Study shines a light on representation in clinical research


A diversity study has shown that clinical trials should use real world diseases epidemiology data, rather than US Census Bureau race and ethnicity data, to ensure enrolment reflects the populations affected by different diseases. 

GSK’s retrospective study looked at clinical trial demographic data from 495 GSK and ViiV clinical trials involving US-based participants from the period 2002 to 2019. 

It is hoped the results will inform how clinical trial sponsors can better design research to represent the diversity of real-world patient populations, given that some diseases disproportionately impact certain racial and ethnic groups.  

The safety and efficacy of medicines and vaccines can differ based on genetic or environmental factors, and appropriate representation in clinical research is critical for advancing our understanding of new medicines and vaccines to ensure they have the biggest impact on patients. 
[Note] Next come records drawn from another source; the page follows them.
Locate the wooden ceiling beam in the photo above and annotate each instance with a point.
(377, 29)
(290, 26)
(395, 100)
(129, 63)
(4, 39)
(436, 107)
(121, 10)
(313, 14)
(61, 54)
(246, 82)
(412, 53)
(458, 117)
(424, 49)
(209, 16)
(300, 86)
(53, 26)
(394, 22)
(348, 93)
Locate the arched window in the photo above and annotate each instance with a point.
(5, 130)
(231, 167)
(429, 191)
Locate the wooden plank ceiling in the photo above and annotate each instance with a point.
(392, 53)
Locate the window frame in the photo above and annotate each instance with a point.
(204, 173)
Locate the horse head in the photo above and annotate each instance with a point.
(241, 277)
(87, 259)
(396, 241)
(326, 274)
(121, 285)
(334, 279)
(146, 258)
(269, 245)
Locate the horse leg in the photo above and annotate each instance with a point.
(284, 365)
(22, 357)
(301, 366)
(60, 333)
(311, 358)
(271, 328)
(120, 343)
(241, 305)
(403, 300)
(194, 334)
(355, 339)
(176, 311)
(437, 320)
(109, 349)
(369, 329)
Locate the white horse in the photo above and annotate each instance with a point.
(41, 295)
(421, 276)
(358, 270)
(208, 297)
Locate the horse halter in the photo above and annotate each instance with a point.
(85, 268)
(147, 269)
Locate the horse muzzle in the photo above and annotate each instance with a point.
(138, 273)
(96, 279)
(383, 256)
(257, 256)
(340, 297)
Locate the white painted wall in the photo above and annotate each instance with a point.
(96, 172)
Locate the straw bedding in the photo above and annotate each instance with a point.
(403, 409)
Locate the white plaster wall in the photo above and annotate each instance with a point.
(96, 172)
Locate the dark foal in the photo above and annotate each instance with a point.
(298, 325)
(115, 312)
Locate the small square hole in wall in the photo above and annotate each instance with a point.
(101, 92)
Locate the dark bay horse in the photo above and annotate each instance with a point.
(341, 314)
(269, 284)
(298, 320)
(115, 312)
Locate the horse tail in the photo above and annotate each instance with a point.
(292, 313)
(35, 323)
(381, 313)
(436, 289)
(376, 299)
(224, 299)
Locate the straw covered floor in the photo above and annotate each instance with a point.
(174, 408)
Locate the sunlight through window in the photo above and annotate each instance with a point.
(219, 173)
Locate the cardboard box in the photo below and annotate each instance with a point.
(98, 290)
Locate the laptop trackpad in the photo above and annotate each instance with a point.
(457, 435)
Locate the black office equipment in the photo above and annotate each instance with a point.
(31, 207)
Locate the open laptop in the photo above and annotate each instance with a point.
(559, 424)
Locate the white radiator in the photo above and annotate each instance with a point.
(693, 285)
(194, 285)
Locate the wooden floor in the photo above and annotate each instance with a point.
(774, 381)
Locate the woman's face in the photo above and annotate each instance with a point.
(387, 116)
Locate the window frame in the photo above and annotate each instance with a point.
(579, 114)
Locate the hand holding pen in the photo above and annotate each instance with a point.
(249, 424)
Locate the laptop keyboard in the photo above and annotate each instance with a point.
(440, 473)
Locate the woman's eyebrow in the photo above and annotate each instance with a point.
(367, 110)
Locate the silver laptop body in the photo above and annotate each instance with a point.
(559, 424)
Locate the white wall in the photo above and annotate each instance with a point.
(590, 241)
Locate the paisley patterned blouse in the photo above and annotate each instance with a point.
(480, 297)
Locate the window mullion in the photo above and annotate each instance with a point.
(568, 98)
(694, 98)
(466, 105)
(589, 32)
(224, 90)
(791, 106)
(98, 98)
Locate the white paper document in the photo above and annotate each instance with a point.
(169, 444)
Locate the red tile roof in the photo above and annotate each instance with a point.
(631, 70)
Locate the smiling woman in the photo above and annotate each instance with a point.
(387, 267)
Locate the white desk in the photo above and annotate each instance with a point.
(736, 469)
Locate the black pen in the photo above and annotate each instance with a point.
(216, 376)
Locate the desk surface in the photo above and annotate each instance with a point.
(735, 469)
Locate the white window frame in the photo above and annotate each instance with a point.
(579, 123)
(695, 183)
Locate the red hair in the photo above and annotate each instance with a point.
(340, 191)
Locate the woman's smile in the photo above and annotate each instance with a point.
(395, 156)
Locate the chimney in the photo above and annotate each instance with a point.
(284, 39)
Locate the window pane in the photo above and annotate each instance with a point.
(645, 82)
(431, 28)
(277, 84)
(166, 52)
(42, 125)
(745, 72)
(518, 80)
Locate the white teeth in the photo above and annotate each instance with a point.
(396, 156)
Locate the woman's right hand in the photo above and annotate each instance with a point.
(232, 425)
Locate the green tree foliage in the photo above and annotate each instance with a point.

The study confirmed that in four disease areas (asthma, COPD, HIV and influenza) census data differed from the epidemiological data. For example, US Census Bureau data indicates 13.4% of the population is Black/African American while the prevalence of asthma among this group in the US is 17%. 

It also showed that GSK trial enrolment for each condition differed by race and ethnicity. For example, in HIV trials, enrolment of Black/African Americans at 35.1% markedly exceeded census levels of 13.4% but underrepresented epidemiologic levels of 55.3%. 

Christopher Corsico, Senior Vice President, Development, GSK said: “While we have more to do at GSK, today’s publication offers important new data and analyses for sponsors to consider when planning their clinical programmes. To make meaningful progress on diverse participation in clinical trials, we need meaningful collaboration with regulators, patients, academia, other biopharma companies and the wider healthcare ecosystem so that together we can achieve a shared goal of better health outcomes for all.”